14 Aralık 2008 Pazar

Oğuz Atay;Türkiye'nin Ruhu

Oğuz Atay;Türkiye'nin Ruhu için günlüğünde belirttikleri
"bana öyle geliyor ki biz çocuk kalmış bir milletiz ve daha olayları ve dünyayı, mucizelere bağlı, "myth"lere bağlı bir şekilde yorumluyoruz en ciddi bir biçimde. aklı başında bir batılının gülerek karşılayacağı ve bize ölesiye ciddi gelen bir şekilde.bir başka nokta daha: öyle bir yarım yamalaklığımız var ki, bizim dramımız, trajedimiz, akıl almaz bir biçimde gelişiyor. ayrıca bir trajedinin içinde olduğumuzun farkında bile değiliz. çok güzel yaşayıp gittiğimizi sanıyoruz. iktidardaki adamlar da, bu sanıyı bütün millet adına dile getiriyorlar. birkaç aydın dışında bunu anlayan yok gibi. o aydınlar da, sosyal bir takım sözler ediyorlar. psikolojik yönü boşlukta kalıyor bu meselenin. insanlarımız bu kötü yaşantıyı dile getirmenin, 'muhalafet yapmak sanıyorlar. yapanlar bile, 'muhalafet yaptıklarını sanıyorlar bir bakıma aslında bir yanlış anlama olduğu halde, anlaşıp gidiyorlar. bir 'mış gibi yapmak' tutturmuşlar; arabalar yürüyor ya, ekmek yapılıyor ya, iyi kötü suyumuz geliyor ya... mesele yok. bir taklid oynuyoruz ve batıya bile kendimiz kabul ettirdiğimiz anlar oluyor. (bir futbol maçında yeniveriyoruz onları)

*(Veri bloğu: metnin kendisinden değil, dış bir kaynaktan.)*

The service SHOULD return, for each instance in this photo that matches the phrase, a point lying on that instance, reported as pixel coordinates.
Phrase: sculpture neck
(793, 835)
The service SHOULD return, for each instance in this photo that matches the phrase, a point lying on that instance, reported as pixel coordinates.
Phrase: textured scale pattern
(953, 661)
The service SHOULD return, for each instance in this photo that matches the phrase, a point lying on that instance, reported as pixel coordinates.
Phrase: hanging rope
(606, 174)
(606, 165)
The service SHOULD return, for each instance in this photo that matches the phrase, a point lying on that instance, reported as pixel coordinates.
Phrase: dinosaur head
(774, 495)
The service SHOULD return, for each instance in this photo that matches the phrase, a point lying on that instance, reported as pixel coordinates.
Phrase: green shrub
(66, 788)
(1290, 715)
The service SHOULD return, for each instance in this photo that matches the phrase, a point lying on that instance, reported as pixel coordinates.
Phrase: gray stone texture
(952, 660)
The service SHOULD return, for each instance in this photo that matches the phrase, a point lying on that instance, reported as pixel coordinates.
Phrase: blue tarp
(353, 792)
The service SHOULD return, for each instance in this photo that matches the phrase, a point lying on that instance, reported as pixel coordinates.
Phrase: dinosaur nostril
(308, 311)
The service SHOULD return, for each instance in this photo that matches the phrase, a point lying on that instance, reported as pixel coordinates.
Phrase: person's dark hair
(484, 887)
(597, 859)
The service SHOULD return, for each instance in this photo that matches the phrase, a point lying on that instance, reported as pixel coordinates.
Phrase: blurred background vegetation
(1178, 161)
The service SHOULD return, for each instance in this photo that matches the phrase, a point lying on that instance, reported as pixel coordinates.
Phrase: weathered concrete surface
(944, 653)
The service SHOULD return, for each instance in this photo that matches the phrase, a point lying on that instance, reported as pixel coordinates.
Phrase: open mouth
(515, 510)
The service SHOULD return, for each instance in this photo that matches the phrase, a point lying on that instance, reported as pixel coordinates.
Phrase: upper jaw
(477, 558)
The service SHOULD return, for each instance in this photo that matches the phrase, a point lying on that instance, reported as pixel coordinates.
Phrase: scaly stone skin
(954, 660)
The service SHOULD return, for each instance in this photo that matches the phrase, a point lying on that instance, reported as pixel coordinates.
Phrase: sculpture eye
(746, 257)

ya çocuksu gururumuz! beğenilmezsek hemen alınıyoruz, batılılara iftiralar ederek kendimizi temize çıkarmak için didiniyoruz. iyi aile çocukları arasında onlara çamur atan mahalle çocuğu gibiyiz. ben buna saflık diyorum ve genel anlamda bir sempati duyuyorum. içinde yaşarken de öfkeyle tepiniyorum. "
"İnsanımıza, geri kalmış ya da az gelişmiş değil; fakir düşmüş, yani gücünü kaybetmiş bir varlık olarak bakmak düşünülebilir. Yani, ilkel bir topluluk değil, servetini kaybetmiş soylu bir toplululuk denebilir."